Nothing much to add to this.

Hey folks,

Our winner of the Display of Logic Award this Week, speaks for himself. I have nothing to add to this. It's by Bjorn Lomborg, and it appeared in the USA Today, Thursday 032411 - 'Earth Hour' won't change the world. Just read and absorb the WEALTH of information in this one Article.
Copenhagen's central square hardly competes with New York's Times Square for glitz, but it is prime commercial space in my home of Denmark. Now there's a new advertiser among the neon signs: a brightly lit billboard exhorts everyone to participate in "Earth Hour," the 60 minutes on Saturday night in which the whole world is urged to dim the lights to cut greenhouse emissions.

There is a certain irony in renting brightly lit advertising space to exhort us to save electricity for one hour — but this is apparently lost on the organizers. Dimming the lights is promoted online as a "vote for mother Earth" that will reveal "the impact we have on the environment."Actually, the only real result will be to make it harder to see. The environmental effect of the past three annual lights-out hours has been negligible. If everyone in the world participated in this year's Earth Hour, the result would be the same as turning off China's carbon emissions for roughly 45 seconds.

When we switch off the electricity, many of us turn to candlelight. This seems natural and environmentally friendly, but unfortunately candles are almost 100 times less efficient than incandescent light bulbs, and more than 300 times less efficient than fluorescent lights. Using one candle for each extinguished bulb cancels the CO2 reduction; two candles emit more CO2.
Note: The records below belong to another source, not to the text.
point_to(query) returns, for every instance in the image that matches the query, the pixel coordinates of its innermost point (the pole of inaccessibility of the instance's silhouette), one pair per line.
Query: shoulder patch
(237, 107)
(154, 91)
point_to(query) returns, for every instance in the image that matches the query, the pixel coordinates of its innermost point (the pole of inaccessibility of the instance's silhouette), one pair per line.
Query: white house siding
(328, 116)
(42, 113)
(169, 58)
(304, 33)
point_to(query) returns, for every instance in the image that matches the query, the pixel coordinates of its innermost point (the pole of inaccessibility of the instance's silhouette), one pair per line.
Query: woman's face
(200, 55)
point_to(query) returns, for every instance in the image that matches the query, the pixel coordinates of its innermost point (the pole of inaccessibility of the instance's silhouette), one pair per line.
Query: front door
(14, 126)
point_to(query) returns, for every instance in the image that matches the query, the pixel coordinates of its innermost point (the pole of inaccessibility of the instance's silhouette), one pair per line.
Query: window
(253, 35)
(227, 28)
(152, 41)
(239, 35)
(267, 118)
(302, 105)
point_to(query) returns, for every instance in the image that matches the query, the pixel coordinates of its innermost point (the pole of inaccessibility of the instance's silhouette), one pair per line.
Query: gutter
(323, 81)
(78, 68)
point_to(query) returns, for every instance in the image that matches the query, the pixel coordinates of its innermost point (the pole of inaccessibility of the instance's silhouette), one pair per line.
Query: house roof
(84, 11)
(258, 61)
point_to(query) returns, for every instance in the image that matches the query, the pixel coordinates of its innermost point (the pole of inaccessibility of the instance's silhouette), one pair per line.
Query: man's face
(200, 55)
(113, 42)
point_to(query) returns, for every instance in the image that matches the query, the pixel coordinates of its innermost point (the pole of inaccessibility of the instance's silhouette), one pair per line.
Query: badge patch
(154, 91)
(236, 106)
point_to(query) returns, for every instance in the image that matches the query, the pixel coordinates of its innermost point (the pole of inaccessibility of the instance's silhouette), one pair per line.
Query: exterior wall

Millions of well-intentioned people will take part in Earth Hour. I commend the efforts by organizers to encourage participants to continue engaging in environmentally friendly choices such as recycling or saving energy after the hour has actually ended. But I fear that the campaign is symptomatic of an environmental movement that has become too focused on hollow, feel-good actions that at best only inch us in the right direction.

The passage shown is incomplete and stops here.